The Supplier will have no liability to the Client in relation to any loss, damage or expense caused by the Supplier’s failure to complete the Work or to deliver the Goods and Components as a result of fire, flood, tempest, earthquake, riot, civil disturbance, theft, crime, strike, lockout, breakdown, war, the inability of the Supplier’s normal suppliers to supply necessary material or any other matter beyond the Supplier’s control.

13. PRIVACY

13.1 The Client hereby authorises the Supplier to collect, retain, record, use and disclose commercial and/or consumer information about the Client’s credit worthiness, credit standing, credit history or credit capacity, in accordance with the Privacy Act 1988, to persons and/or legal entities who are a solicitor or any other professional consultant engaged by the Supplier, a debt collector, credit reporting agency and/or any other individual or organisation which maintains credit references and/or default listings.

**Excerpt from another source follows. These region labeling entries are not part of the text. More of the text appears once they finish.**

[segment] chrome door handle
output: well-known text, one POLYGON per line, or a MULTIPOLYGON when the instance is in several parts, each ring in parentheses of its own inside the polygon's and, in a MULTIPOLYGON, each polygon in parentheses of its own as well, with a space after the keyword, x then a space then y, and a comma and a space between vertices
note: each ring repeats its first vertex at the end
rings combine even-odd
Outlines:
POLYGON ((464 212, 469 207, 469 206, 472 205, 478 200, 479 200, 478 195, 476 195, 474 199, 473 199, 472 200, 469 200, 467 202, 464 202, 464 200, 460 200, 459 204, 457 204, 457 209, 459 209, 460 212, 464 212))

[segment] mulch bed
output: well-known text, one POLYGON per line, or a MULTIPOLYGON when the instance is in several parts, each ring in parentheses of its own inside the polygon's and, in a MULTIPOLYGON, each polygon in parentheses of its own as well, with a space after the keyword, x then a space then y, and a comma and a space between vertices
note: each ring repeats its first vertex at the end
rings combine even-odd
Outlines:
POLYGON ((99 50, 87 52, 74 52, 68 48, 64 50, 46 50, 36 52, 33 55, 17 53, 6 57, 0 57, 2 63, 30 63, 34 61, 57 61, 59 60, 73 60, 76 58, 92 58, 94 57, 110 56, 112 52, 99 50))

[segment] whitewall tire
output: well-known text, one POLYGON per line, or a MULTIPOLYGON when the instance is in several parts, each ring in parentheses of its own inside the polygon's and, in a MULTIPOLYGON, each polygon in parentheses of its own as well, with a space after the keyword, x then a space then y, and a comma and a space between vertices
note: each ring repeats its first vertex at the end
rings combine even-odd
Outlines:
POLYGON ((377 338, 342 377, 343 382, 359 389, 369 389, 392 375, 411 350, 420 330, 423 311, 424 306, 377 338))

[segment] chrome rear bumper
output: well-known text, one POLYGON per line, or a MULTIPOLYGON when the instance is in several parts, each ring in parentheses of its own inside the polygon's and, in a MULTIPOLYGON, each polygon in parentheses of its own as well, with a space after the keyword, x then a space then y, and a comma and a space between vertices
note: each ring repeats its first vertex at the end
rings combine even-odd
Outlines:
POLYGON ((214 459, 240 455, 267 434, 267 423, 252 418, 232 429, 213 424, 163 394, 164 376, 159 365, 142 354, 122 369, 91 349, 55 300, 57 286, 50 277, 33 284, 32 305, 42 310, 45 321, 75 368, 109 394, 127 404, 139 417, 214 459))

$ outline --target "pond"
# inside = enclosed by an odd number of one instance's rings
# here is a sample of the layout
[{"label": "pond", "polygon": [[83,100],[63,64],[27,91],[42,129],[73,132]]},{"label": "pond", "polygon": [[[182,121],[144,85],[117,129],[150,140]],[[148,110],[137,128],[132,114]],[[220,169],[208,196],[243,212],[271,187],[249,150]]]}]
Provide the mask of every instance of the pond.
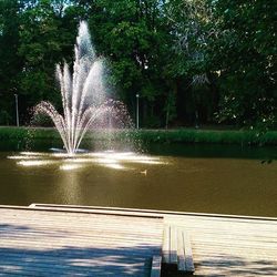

13.2 The Supplier may give information about the Client to a credit reporting agency for the purposes of obtaining consumer and commercial credit reports and/or lodging consumer and commercial defaults on the Client’s credit file. This information may be given before, during or after the provision of credit to the Client and will be in accordance with the Privacy Act 1988 and subsequent amendments.

14. SECURITY AND CHARGE

The Client hereby charges all property, both equitable and legal, present or future of the Client in respect of any monies that may be owing by the Client to the Supplier under the terms and conditions or otherwise and hereby authorises the Supplier or its solicitors to execute any consent form as its attorney for the purpose of registering a caveat over any real property owned by the Client at any time or to register this charge over assets of the Client.

15. GENERAL MATTERS

15.1 Client Acknowledgment

Imperfections on bench tops and two pac paintwork may be evident in certain light. In most cases this will be accepted industry standards and the Client agrees to this assertion.

15.2 Severability

Any provision in these terms and conditions which is invalid or unenforceable in any jurisdiction must be read down for the purposes of that jurisdiction, if possible, so as to be valid and enforceable. If that provision cannot be read down then it is capable of being severed to the extent of the invalidity or unenforceability without affecting the remaining provisions of these terms and conditions or affecting the validity or enforceability of that provision in any other jurisdiction.

15.3 Governing Law and Jurisdiction

These terms and conditions are governed by the laws of the State of Queensland and all disputes arising between the Client and the Supplier will be submitted to the Brisbane Registry of any Court as is competent to hear the matter.